Vargas Llosa (escritor peruano) havia antecipado, em relação às eleições no Chile, a situação na região latino-americana sob a seguinte ideia: "nos dias de hoje podemos estar perdendo a América Latina". Podemos atender a essa alegação desde que saibamos sob que envoltório o discurso 'progressista' nutrido pelos melhores intérpretes caribenhos e transnacionais está disfarçado: feminismo, igualitarismo, intervencionismo, estatismo e plurinacionalidade.

No final das contas, pelas alegorias iniciais e discursos radicais, verifica-se que os problemas do Chile não são a economia, o fortalecimento institucional e democrático, os níveis de desemprego ou o desenvolvimento humano, mas os mesmos que são abordados com ímpeto e engenhosidade rastejando na Espanha de Pablo Iglesias e Podemos ou na Argentina peronista de Alberto Fernández, entre outros membros que se vangloriam dos vícios do perverso modelo político cubano.

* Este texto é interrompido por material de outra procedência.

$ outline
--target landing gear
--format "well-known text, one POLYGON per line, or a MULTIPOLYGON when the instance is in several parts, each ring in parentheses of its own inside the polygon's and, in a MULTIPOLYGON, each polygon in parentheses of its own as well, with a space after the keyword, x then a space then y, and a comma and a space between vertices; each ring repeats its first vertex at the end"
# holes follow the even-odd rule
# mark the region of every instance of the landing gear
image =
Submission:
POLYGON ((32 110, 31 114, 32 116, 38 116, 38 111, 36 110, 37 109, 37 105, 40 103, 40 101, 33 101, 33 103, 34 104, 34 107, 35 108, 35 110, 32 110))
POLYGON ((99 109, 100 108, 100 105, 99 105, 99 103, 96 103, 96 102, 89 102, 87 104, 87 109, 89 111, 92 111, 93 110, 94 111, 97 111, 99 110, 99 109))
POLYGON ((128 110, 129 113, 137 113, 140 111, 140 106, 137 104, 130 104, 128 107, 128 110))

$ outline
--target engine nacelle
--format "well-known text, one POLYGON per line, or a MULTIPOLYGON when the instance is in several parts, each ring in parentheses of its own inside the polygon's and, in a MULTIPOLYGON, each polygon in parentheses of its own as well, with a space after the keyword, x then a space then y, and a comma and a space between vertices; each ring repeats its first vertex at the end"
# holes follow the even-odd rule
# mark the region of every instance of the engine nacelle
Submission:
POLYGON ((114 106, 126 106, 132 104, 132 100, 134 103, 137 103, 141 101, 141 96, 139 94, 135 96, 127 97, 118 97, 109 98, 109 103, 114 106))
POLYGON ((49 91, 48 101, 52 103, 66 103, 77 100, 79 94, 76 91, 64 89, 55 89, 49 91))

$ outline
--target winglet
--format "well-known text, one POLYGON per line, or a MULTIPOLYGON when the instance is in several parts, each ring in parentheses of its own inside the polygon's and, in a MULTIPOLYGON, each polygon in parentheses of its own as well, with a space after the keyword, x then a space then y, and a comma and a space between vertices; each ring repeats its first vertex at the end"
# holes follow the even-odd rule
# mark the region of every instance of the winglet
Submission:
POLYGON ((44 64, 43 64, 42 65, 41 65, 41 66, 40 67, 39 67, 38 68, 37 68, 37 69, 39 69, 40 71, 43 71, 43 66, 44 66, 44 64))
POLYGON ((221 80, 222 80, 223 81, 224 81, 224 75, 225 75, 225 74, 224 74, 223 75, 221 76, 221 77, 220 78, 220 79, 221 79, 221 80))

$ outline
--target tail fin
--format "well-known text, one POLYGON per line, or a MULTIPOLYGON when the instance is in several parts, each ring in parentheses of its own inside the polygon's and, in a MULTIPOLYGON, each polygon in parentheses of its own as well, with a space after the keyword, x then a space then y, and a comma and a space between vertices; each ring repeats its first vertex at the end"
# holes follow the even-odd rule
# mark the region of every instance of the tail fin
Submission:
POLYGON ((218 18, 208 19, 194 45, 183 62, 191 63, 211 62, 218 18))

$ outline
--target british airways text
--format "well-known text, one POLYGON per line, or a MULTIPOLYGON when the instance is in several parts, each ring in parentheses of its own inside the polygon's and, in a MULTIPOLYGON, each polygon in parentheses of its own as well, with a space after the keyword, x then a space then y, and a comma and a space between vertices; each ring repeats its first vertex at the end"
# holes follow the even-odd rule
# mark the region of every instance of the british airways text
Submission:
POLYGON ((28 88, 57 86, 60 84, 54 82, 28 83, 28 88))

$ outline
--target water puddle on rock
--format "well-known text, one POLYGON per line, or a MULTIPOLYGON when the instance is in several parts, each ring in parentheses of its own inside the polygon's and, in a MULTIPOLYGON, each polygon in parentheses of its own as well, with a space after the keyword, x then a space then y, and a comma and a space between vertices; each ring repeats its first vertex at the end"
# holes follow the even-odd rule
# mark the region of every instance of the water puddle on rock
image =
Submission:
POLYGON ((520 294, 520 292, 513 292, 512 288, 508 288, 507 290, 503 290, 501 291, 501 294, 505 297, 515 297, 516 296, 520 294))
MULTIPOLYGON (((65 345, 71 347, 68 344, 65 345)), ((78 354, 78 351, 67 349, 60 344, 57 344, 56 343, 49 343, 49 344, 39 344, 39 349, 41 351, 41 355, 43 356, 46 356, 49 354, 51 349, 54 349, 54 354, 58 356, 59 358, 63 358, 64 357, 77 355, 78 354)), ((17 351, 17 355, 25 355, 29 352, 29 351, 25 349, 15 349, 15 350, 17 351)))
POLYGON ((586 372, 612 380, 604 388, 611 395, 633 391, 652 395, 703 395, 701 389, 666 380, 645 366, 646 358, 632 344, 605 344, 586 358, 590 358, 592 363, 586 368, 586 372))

Boric, presidente do Chile, venceu as eleições com uma diferença interessante de pouco mais de dez pontos contra Kast. Um político que nunca em sua vida trabalhou ou digeriu os problemas da classe trabalhadora oprimida ou excluída, que ele afirma defender, será presidente daquele país. Começou a cursar Direito, carreira que nunca conseguiu terminar e está despontando como o primeiro presidente de um dos países com os melhores índices de competitividade e educação da América Latina , até agora.

As elites chilenas não se esclareceram e não refletiram sobre sua capacidade de manobrar a mobilização social que vinha se formando há muito tempo porque se basearam em uma abordagem errônea e repetitiva: enquanto a economia estiver bem, o resto seguirá ... E tudo na esteira de um centrismo inócuo, quando a esquerda nórdica almejada por seus seguidores na América Latina simplesmente não existe.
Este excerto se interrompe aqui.